A therapy dog specifically trained to help someone with Alzheimer’s disease can not only follow basic commands, but also cope with frequent mood swings and child-like mannerisms and behavior. Use of a therapy dog may alleviate the need to hire round-the-clock companion care, as well as impart his or her handler with a renewed sense of independence.

One of the most important tasks these therapy dogs learn are to lead their handler’s home and also to call for help (by barking) if the handler refuses to go home or becomes confused. Alzheimer’s therapy dogs have special GPS collars which can be tracked by the handler’s family, which provides important peace of mind to a senior’s loved ones. Other important tasks include preventing the handler from leaving the house unattended, reminding the handler to take his or her medication, and acting as a constant companion with a reassuring presence when their handler is facing new and unfamiliar situations.

A live-in therapy dog can bolster his or her handler’s emotional well-being by decreasing the stress induced by forgetfulness or the perceived intrusion of hired caregivers. A newfound sense of independence can improve a senior’s mood, thus keeping anxiety and depression at bay. Additionally, family members may feel more at-ease knowing their loved one not only has a constant helper, but is also protection from those who may seek to take advantage of the elderly.
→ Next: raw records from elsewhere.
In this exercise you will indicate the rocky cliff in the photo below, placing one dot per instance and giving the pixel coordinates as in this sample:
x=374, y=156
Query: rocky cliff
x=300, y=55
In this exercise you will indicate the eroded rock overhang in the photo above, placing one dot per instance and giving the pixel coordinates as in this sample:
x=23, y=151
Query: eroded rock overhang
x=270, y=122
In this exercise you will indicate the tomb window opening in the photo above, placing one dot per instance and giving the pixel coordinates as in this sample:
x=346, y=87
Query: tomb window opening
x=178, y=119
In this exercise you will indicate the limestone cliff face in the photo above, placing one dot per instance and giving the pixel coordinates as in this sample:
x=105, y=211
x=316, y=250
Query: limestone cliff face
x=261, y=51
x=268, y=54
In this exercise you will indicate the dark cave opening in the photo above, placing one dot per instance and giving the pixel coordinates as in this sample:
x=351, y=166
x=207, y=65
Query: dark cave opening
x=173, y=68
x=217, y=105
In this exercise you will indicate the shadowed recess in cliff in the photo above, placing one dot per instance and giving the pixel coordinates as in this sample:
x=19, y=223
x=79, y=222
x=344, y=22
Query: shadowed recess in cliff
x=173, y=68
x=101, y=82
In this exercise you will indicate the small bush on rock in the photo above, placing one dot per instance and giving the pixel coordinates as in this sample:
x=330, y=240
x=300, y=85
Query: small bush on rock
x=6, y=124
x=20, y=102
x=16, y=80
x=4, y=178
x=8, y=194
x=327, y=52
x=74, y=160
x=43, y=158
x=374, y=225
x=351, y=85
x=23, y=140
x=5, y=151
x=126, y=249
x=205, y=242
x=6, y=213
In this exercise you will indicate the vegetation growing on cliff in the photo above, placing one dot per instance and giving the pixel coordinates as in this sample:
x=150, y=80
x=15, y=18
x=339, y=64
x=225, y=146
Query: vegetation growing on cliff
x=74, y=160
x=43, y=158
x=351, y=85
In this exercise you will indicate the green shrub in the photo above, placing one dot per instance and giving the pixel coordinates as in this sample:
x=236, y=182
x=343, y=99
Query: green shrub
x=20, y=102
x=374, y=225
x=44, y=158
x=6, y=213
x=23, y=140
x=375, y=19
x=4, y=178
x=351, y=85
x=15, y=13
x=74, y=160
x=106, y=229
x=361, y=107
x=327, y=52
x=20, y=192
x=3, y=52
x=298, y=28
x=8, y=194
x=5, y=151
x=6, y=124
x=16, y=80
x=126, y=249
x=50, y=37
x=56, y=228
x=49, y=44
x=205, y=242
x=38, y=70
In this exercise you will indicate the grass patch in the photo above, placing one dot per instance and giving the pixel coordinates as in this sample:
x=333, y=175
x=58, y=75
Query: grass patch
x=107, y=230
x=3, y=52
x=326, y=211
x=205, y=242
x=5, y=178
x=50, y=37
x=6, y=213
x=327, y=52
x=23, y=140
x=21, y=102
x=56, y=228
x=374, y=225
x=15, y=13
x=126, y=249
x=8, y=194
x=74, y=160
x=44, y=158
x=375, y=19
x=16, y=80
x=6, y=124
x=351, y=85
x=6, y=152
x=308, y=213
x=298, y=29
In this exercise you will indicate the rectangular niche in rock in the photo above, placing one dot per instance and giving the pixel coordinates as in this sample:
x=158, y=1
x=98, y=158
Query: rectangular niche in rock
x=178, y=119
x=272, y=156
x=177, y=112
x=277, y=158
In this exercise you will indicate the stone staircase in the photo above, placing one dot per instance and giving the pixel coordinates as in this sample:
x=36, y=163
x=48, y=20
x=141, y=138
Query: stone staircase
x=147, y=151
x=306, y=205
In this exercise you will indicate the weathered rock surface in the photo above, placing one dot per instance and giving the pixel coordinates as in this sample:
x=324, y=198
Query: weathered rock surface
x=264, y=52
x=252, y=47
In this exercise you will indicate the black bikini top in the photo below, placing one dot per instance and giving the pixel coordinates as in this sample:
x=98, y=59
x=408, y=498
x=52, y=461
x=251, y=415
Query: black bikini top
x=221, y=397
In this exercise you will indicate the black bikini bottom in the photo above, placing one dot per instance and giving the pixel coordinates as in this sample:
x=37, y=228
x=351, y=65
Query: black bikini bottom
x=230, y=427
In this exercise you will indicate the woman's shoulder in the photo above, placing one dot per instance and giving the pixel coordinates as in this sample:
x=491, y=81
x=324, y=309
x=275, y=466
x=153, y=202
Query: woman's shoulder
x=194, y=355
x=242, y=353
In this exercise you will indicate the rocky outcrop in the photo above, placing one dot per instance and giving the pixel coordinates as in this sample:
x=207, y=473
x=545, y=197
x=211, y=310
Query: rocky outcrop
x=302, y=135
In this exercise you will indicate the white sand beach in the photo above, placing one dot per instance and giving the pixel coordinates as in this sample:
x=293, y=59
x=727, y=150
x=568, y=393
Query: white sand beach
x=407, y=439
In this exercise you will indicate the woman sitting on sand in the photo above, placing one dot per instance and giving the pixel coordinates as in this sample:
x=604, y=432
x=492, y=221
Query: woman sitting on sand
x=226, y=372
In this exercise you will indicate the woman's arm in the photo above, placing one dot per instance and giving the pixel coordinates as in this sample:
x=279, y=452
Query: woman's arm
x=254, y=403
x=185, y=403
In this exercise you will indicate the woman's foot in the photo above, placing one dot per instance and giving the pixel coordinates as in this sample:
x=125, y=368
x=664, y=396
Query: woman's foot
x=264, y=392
Seniors who live in assisted-living facilities can also reap the benefits of therapy dogs, as many facilities understand the benefits of weekly or monthly visits with canines. Visitation with these dogs provides important boosts in mood, socialization, and even nostalgia, which has been shown to benefit dementia sufferers. Seniors who struggle with communication often find solace in non-verbally communicating with an animal, either by petting the dog or simply allowing it to sit at their feet. Most importantly, visits with a therapy dog can help seniors re-establish an interest in the world around them.

Whether used as part of in-home companion care or as occasional visitors, therapy dogs can be helpful resources for seniors living with Alzheimer’s disease. Well-being and safety are the most common concerns that family members express about their loved ones living with dementia, and therapy dogs can be a great answer to both concerns.